NDP to help small tech companies to help diversify economy

A day after the Wildrose called on the government to set up a jobs summit to examine the impact of its policies on the Alberta economy, the NDP fired back, announcing more money to help out start-up tech companies.

$5M to go to voucher program run by agency at centre of CBC investigation

Deron Bilous, Alberta's economic development minister, announces additional funding and more advisers to help develop small tech companies Thursday. (CBC)

A day after the Wildrose called on the government to set up a jobs summit to examine the impact of its policies on the Alberta economy, the NDP fired back, announcing more money to help out start-up tech companies.

Economic Development Minister Deron Bilous said the government is putting another $5 million towards helping small and medium-sized tech companies grow as part of a greater effort to diversify the province's economy.

The money, already accounted for in the 2015 budget, will go to the Enhanced Innovation Voucher support program, delivered by Alberta Innovates – Technology Futures, an agency at the centre of a CBC investigation for high salaries and lavish expense claims.

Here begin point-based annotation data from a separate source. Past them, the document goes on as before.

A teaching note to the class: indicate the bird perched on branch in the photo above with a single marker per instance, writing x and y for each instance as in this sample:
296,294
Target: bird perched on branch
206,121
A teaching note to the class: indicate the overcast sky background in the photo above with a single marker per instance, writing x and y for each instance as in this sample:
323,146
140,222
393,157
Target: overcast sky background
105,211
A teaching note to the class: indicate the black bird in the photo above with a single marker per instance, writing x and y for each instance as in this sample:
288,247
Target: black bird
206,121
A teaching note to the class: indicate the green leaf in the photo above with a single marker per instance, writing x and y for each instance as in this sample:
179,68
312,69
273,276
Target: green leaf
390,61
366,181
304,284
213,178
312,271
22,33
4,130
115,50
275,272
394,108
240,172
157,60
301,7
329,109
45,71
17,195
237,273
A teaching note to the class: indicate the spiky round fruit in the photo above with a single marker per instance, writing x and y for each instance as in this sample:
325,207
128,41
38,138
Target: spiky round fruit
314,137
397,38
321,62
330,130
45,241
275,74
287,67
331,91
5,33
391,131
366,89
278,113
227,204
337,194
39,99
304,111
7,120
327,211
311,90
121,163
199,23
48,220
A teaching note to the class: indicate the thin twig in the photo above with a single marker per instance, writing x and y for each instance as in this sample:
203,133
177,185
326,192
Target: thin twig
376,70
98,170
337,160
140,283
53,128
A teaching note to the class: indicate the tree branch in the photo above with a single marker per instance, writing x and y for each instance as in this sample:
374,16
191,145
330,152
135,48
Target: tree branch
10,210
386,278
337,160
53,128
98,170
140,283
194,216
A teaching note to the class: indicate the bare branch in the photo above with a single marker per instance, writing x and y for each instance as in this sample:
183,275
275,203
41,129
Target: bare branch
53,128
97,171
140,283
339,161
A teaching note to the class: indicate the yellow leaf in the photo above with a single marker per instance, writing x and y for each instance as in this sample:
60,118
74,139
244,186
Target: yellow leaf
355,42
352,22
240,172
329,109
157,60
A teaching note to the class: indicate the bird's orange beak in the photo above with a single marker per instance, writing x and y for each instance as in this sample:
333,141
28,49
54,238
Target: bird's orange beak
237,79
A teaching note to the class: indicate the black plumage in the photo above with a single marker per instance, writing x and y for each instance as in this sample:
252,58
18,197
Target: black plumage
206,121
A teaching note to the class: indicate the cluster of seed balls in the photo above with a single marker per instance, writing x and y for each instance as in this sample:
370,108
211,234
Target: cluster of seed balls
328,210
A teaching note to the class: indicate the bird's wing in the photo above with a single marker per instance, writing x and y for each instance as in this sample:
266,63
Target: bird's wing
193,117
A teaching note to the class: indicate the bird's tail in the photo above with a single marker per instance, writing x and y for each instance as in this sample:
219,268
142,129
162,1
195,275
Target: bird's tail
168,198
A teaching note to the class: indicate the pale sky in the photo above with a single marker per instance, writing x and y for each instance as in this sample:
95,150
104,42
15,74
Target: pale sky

The May 2015 story revealed:

The CEOs of Alberta Innovates' four branches received between $338,000 and $479,000 in total compensation;

  • Six executives at the Alberta Innovates - Bio Solutions branch received total compensation of between $154,000 and $242,000;
  • Seven executives at the Technology Futures branch of Alberta Innovates were paid a total of between $272,000 and $364,000.
  • Through freedom of information, CBC News obtained documents showing expenses claimed by some Alberta Innovates executives.

In August 2015, Alberta's auditor general issued a report which revealed seven instances where managers from Alberta Innovates - Technology Futures and Innovation doctored bids to favour a preferred candidate in IT contracts each worth more than $100,000.

Asked Thursday how he assured himself Alberta Innovates could responsibly administer the additional public funding, Bilous said "reviews are underway to ensure that Albertans get the best value for their dollar and we completely recognize that tax dollars are very hard-earned dollars and we need to be prudent with them."

He specifically defended the voucher program, saying it has created a number of "success stories" and many companies wouldn't exist were it not for the program.

Bilous said the province expects to almost double the number of vouchers issued to more than 200 companies in the next few years.

The number of advisers will double to 12 to help companies with technology, business and financial advice.